Regina était assise à son ordinateur portable, concentrée sur un autre projet à terminer, lorsque le téléphone posé à côté vibra soudain. Elle regarda l’écran machinalement et se figea aussitôt.
Nelly.
Ce seul nom suffit à faire disparaître instantanément sa bonne humeur. Un instant, Regina envisagea même de ne pas répondre, mais elle appuya finalement sur le bouton. L’instant d’après, un cri perçant jaillit du haut-parleur si fort qu’elle éloigna instinctivement le téléphone de son oreille.
« Tu nous as piégés exprès ? Cet endroit ne peut même pas être appelé une maison ! C’est une sorte de ruine ! Il n’y a nulle part où dormir, pas de meubles, pas d’eau ! Où as-tu envoyé la famille de ton mari ? »
L’irritation monta en Regina, mais cette fois, elle n’avait aucune intention de se justifier ou de discuter. Au contraire, à sa propre surprise, elle se sentit parfaitement calme. Elle compta jusqu’à trois, puis répondit d’une voix égale et indifférente.
« Premièrement, je n’ai personnellement envoyé personne nulle part. Tu y es allée toi-même. Deuxièmement, si tu veux tellement aller t’y reposer, tu peux commencer par la rénovation. Apporte des meubles, installe des lits, rends la maison habitable. Ensuite tu pourras t’y reposer autant que tu voudras. »

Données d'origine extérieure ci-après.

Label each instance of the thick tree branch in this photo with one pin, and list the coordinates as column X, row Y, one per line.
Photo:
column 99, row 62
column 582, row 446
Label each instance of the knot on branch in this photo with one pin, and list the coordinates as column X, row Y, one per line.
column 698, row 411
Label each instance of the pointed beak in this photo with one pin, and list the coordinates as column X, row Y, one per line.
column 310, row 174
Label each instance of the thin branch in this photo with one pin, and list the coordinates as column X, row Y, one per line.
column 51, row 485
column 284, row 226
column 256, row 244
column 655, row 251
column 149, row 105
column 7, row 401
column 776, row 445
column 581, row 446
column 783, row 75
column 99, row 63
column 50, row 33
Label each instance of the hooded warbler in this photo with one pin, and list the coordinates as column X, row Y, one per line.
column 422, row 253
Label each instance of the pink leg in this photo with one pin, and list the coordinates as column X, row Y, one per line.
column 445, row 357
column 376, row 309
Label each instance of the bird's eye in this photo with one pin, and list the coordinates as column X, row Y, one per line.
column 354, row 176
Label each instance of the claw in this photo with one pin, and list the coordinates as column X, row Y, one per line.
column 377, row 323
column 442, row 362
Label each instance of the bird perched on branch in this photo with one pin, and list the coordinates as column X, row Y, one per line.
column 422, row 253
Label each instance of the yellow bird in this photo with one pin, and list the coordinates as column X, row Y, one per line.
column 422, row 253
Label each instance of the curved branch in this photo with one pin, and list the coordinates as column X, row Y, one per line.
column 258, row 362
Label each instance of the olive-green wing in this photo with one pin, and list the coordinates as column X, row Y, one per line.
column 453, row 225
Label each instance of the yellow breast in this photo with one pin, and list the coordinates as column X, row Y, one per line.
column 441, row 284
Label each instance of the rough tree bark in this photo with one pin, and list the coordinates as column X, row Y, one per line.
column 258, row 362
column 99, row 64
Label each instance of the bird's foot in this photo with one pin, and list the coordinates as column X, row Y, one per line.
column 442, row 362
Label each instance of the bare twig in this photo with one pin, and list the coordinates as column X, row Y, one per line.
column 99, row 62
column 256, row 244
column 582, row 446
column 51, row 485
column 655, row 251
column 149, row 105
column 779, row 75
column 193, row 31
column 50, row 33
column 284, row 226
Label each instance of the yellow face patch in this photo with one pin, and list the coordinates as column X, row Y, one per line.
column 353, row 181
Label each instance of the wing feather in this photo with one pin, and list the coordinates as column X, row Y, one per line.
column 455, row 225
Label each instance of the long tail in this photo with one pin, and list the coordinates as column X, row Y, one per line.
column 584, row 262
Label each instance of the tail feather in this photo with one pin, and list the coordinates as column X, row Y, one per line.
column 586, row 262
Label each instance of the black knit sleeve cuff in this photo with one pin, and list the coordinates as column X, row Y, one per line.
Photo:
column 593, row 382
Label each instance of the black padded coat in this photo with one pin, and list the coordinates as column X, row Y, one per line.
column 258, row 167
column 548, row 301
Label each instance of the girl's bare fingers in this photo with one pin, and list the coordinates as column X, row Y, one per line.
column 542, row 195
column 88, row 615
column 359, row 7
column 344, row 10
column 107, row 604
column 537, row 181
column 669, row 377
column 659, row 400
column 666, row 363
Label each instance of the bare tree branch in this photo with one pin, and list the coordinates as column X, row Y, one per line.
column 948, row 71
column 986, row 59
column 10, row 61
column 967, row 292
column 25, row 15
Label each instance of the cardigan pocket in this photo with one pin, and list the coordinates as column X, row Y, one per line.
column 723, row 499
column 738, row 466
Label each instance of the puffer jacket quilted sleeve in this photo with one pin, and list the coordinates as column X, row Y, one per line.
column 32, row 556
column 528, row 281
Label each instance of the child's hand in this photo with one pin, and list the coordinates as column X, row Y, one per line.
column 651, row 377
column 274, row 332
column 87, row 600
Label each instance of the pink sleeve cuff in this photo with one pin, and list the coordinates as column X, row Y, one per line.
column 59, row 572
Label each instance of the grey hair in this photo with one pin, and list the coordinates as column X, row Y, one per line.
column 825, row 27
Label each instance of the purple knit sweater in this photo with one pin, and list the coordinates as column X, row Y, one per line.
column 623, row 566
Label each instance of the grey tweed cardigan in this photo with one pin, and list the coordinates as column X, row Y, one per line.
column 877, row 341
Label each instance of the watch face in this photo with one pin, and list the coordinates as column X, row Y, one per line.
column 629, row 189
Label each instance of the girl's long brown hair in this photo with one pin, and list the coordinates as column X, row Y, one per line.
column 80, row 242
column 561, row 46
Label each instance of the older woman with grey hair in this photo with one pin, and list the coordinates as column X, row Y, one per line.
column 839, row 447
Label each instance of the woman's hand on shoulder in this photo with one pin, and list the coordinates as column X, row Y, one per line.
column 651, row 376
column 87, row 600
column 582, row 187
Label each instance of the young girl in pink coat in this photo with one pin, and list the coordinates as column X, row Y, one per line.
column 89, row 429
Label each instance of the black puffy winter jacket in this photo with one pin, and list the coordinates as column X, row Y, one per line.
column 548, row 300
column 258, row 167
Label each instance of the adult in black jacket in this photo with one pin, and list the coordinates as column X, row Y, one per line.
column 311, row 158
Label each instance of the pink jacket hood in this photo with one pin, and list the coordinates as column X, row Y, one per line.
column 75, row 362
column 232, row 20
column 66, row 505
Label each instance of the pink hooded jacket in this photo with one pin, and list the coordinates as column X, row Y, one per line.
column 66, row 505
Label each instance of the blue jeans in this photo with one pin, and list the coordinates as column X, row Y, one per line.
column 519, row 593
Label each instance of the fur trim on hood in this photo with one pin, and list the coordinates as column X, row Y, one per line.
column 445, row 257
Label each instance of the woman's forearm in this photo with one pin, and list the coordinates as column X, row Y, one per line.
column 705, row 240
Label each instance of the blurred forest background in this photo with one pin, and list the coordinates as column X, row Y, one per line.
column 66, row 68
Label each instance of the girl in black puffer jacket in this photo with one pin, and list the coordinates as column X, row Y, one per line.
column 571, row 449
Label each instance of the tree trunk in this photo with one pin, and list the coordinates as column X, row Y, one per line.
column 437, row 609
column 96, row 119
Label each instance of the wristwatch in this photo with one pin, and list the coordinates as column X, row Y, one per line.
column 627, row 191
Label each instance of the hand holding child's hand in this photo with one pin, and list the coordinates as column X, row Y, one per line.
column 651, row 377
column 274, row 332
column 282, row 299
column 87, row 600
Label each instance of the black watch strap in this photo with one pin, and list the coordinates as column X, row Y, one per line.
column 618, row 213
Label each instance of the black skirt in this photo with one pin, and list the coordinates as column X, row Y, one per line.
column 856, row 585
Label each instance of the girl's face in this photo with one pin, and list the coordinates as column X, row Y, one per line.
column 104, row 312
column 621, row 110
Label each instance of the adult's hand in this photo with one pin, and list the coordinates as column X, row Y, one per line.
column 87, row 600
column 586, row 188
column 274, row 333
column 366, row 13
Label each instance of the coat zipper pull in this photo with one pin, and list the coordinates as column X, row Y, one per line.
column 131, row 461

Il y eut un silence à l’autre bout du fil. Il semblait que Nelly ne s’attendait pas à une telle réponse. Mais ensuite, elle explosa.
« Je ne veux plus te connaître ! » hurla-t-elle encore plus fort. « Tu as trouvé de quoi être fière, hein ? Une maison, tu appelles ça ! Tu aurais dû dire tout de suite que tu avais acheté une cabane ! Au diable toi et ta mer ! Et tu me rembourseras toutes les dépenses, compris ? L’essence, l’hôtel, tout ! »
Regina n’écoutait déjà più. Elle mit fin à l’appel et posa le téléphone sur la table.
Elle s’appuya contre le dossier de sa chaise, resta silencieuse quelques secondes, puis soudain, elle sourit. Pas méchamment, mais soulagée.
Enfin.
Pour la première fois, Nelly faisait face aux conséquences de sa propre arrogance. Elle n’avait pas réussi à obtenir ce qu’elle voulait par la pression. Elle n’avait pas réussi à forcer tout le monde à se plier à ses désirs. Et surtout, maintenant, elle y réfléchirait sans doute cent fois avant de revenir dans leur vie avec un nouveau lot d’exigences.
Que Nelly soit vexée. Qu’elle les considère coupables. Qu’elle raconte à toute la famille à quel point ils étaient horribles. Cela n’avait plus d’importance.
Parce que Regina et Mark avaient maintenant l’essentiel : leur petite maison au bord de la mer, un rêve commun, et, plus précieux que tout, la paix. Plus de demandes infinies. Plus l’impression que quelqu’un d’autre avait le droit de contrôler leur vie.
Et pour cela, pensa Regina en regardant par la fenêtre qui s’assombrissait, même un scandale comme celui-ci avait valu la peine d’être enduré.